Most of the parks in this town have been around for quite some time. Rittenhouse Square dates back to the age of William Penn's greene country towne. Capitolo Playground, across from Pat's and Geno's, is a much newer green space and still dates back to the 1950s. So it's rare that we get to see a park born in Philadelphia but that's exactly what's happening right now on the northwest corner of 17th & Carpenter. We first told you about plans for Carpenter Green over two years ago when it was far from a sure thing, but if you visit the site today you can see that it is most assuredly happening.
We were able to snag an overhead plan for the park from SOSNA, with the promise that a rendering will be provided as soon as one exists.
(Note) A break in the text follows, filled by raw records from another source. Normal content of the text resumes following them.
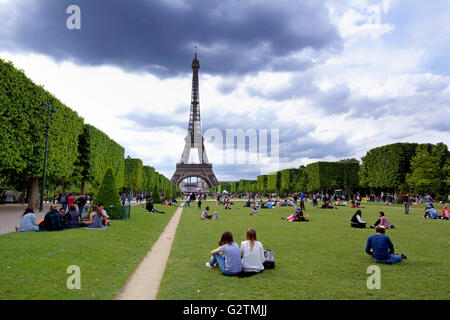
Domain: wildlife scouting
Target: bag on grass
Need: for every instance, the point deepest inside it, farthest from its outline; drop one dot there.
(269, 262)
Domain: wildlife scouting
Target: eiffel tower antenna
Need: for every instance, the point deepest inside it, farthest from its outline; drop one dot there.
(194, 139)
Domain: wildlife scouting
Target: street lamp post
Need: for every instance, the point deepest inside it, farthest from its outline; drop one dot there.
(129, 192)
(345, 174)
(51, 109)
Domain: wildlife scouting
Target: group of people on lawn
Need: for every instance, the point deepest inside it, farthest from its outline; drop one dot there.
(250, 257)
(55, 220)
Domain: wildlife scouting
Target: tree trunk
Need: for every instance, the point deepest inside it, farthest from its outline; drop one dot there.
(33, 194)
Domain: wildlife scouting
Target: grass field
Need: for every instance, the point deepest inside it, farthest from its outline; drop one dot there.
(34, 264)
(320, 259)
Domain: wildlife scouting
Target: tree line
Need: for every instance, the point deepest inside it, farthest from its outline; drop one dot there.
(78, 153)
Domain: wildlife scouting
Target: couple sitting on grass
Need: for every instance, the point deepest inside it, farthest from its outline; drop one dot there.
(383, 222)
(55, 220)
(233, 261)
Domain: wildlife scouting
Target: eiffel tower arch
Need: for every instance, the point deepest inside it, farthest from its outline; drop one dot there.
(194, 140)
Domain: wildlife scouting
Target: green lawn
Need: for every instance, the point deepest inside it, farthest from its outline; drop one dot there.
(320, 259)
(34, 264)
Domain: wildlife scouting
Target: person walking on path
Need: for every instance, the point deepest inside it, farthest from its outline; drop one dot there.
(188, 202)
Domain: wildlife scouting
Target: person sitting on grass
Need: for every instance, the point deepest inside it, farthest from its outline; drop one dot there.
(105, 220)
(383, 222)
(380, 247)
(52, 221)
(445, 213)
(252, 253)
(327, 205)
(230, 262)
(95, 218)
(28, 221)
(254, 210)
(72, 217)
(205, 214)
(150, 208)
(431, 213)
(356, 221)
(297, 216)
(227, 204)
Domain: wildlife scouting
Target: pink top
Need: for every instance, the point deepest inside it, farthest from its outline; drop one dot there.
(385, 223)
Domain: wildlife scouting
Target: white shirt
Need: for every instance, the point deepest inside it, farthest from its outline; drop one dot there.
(252, 260)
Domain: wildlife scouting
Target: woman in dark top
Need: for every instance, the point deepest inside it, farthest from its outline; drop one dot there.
(95, 218)
(72, 217)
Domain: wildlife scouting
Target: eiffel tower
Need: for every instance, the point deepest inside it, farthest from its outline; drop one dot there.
(195, 140)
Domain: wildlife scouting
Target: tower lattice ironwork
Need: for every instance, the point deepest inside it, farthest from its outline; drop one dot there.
(194, 140)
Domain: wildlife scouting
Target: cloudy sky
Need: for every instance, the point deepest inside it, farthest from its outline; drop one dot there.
(335, 78)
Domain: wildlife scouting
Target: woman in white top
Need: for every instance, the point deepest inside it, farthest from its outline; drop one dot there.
(252, 253)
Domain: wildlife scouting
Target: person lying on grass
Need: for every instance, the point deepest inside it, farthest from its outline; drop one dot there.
(28, 221)
(356, 221)
(383, 222)
(252, 253)
(149, 207)
(380, 247)
(96, 217)
(297, 216)
(227, 256)
(205, 214)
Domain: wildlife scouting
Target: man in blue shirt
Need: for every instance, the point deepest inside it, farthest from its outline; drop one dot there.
(380, 247)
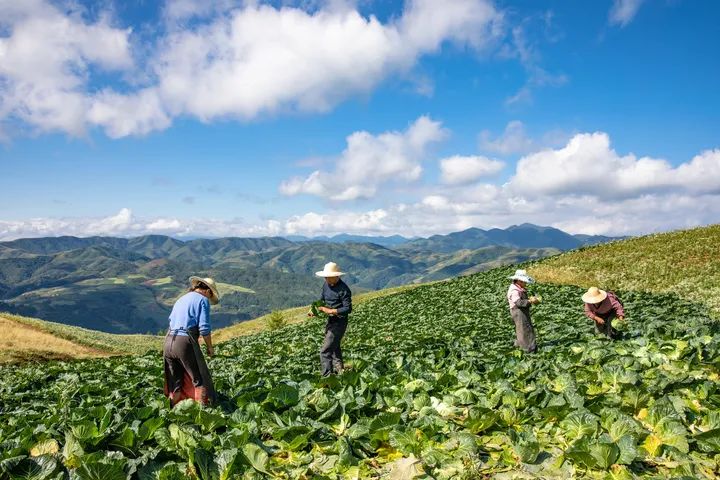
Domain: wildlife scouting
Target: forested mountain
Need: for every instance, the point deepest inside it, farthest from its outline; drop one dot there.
(128, 285)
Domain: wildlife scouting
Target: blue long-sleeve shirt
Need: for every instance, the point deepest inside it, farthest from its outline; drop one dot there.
(191, 310)
(338, 296)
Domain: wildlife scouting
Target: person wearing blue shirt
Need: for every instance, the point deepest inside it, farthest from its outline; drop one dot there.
(338, 304)
(186, 371)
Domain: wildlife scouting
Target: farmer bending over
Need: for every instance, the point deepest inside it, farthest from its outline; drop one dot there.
(186, 372)
(601, 307)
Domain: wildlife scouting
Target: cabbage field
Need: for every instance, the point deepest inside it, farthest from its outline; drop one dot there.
(434, 390)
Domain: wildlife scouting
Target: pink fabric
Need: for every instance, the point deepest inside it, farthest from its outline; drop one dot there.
(514, 293)
(605, 308)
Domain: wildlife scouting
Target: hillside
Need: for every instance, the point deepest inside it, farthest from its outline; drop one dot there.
(434, 390)
(685, 262)
(121, 285)
(31, 339)
(26, 339)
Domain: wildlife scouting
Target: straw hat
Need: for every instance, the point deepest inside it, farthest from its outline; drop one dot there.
(594, 295)
(215, 298)
(331, 270)
(522, 276)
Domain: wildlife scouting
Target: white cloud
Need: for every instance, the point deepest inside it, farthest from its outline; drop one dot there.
(46, 61)
(623, 11)
(458, 169)
(261, 60)
(583, 187)
(370, 161)
(588, 166)
(215, 61)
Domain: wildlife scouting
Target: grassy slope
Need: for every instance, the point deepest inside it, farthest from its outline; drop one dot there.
(21, 342)
(72, 342)
(682, 262)
(34, 339)
(679, 262)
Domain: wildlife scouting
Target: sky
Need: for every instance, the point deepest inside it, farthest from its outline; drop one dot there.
(376, 117)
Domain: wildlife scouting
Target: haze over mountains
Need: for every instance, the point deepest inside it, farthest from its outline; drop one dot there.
(128, 285)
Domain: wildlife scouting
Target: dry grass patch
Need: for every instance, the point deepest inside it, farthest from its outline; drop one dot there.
(685, 262)
(24, 342)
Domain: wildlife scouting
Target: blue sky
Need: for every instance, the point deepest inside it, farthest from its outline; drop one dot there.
(373, 117)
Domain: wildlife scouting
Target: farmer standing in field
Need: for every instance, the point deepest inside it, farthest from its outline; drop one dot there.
(520, 310)
(601, 307)
(338, 305)
(186, 372)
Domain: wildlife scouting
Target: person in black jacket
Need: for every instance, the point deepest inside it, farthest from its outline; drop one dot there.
(338, 305)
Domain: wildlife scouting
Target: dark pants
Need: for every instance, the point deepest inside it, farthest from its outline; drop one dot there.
(606, 328)
(524, 331)
(330, 353)
(186, 371)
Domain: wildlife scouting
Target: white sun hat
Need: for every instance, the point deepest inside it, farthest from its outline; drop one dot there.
(522, 276)
(594, 295)
(215, 298)
(331, 270)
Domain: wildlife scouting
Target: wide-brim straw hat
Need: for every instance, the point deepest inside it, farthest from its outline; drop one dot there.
(331, 270)
(522, 276)
(594, 295)
(215, 298)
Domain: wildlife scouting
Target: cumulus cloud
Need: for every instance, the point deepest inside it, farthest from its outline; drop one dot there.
(457, 169)
(46, 60)
(216, 60)
(370, 161)
(623, 11)
(587, 165)
(582, 187)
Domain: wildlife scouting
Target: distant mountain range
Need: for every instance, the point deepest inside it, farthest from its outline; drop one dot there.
(123, 285)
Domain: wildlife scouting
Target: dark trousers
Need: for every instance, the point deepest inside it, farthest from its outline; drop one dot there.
(186, 371)
(606, 328)
(524, 331)
(330, 352)
(179, 353)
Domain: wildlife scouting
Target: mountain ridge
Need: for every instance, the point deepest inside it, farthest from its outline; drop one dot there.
(128, 285)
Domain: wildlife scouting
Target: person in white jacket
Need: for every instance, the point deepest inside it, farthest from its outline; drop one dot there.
(520, 310)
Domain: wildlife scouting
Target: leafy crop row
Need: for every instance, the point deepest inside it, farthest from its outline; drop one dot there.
(434, 390)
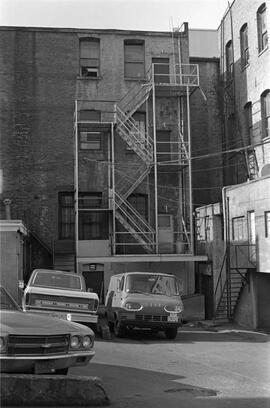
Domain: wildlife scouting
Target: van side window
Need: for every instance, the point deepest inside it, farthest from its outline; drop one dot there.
(121, 285)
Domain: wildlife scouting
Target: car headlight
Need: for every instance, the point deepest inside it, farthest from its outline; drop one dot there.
(133, 306)
(3, 344)
(75, 342)
(87, 342)
(173, 308)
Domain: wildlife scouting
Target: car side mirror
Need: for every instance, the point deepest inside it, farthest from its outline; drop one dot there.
(21, 284)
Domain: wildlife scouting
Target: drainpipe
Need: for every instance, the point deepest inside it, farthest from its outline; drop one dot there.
(7, 203)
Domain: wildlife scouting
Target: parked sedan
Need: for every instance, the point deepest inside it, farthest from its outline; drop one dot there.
(34, 343)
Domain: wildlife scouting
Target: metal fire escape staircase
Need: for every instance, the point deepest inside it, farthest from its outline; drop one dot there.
(232, 280)
(126, 182)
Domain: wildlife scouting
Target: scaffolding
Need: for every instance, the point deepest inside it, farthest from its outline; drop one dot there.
(131, 231)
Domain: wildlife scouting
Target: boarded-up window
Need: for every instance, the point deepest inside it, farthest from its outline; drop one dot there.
(90, 57)
(244, 45)
(262, 27)
(134, 59)
(161, 70)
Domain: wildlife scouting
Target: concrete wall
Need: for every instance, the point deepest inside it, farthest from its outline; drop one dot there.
(11, 262)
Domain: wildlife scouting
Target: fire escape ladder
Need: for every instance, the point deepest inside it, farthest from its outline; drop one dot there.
(126, 184)
(231, 282)
(252, 164)
(135, 98)
(134, 223)
(135, 139)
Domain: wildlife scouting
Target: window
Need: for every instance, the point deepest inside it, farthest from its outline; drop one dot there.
(163, 145)
(265, 113)
(89, 57)
(93, 221)
(262, 28)
(140, 203)
(251, 227)
(134, 59)
(66, 216)
(248, 122)
(90, 140)
(229, 61)
(267, 223)
(90, 115)
(161, 70)
(239, 232)
(244, 45)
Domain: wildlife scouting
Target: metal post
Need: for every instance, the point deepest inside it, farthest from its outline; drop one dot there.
(190, 177)
(76, 189)
(113, 188)
(155, 155)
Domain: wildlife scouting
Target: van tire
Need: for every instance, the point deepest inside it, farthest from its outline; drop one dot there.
(171, 333)
(118, 329)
It should be noted, the work happening right now only represents the first phase of construction at Carpenter Green. You can see, the crew onsite has begun digging the rain gardens and their efforts this fall will essentially amount to grading, wiring, and plumbing the site. In order to turn what will be a blank canvas into the park you see above, SOSNA will be stepping up a fundraising effort with an eye toward groundbreaking on a second phase this coming spring. This organization has shown their fundraising chops before, raising money for Julian Abele Park at 22nd & Carpenter and Catharine Park at 22nd & Catharine. If you'd like to make a donation to Carpenter Green, click here. It's worth keeping in mind that the Goldenberg Group has already pledged a $50K matching grant.
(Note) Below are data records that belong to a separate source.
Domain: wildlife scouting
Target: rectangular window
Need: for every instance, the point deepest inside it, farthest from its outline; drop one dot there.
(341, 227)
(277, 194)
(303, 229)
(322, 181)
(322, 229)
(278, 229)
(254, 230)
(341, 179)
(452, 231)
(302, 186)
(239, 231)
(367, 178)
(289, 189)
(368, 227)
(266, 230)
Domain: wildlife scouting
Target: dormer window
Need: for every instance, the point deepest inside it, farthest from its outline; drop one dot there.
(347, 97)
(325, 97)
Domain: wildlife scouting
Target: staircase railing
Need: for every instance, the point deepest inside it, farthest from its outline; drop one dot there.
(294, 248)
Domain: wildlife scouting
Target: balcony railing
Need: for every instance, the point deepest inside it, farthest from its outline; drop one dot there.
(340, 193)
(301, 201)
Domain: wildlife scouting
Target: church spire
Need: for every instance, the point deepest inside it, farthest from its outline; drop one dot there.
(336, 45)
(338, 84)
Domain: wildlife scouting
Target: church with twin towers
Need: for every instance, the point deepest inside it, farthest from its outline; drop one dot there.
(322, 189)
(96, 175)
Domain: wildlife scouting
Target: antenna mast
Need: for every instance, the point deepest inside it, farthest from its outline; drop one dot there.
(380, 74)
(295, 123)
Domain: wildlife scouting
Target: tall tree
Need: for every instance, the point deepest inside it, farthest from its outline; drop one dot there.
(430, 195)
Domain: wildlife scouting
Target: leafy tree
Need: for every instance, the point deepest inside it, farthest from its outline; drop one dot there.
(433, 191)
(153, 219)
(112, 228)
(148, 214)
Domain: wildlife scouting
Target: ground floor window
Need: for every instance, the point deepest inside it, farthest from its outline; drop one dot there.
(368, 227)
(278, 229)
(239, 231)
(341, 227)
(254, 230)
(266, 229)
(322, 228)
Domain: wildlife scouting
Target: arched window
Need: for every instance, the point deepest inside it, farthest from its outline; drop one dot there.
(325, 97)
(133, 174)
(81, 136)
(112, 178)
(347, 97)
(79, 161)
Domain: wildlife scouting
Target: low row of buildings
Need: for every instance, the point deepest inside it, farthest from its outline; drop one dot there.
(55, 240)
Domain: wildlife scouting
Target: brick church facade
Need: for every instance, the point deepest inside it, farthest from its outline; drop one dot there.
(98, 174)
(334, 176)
Speaking of Goldenberg, catty corner to the future park at 17th & Carpenter, we see good progress on the mixed-use building that caps off Carpenter Square. A year ago, when we last visited, the building was framed out in steel to just one story. It's not finished just yet, but you get a good idea of what's coming. And don't forget, there will be a retail space on the first floor and a little public space right at the corner, too. It's really amazing to consider that in just a couple of years, these two corners will have been totally transformed from blighting vacant lots to vibrant assets for the neighborhood.
With that in mind, paging the developers across the street… This is not a test.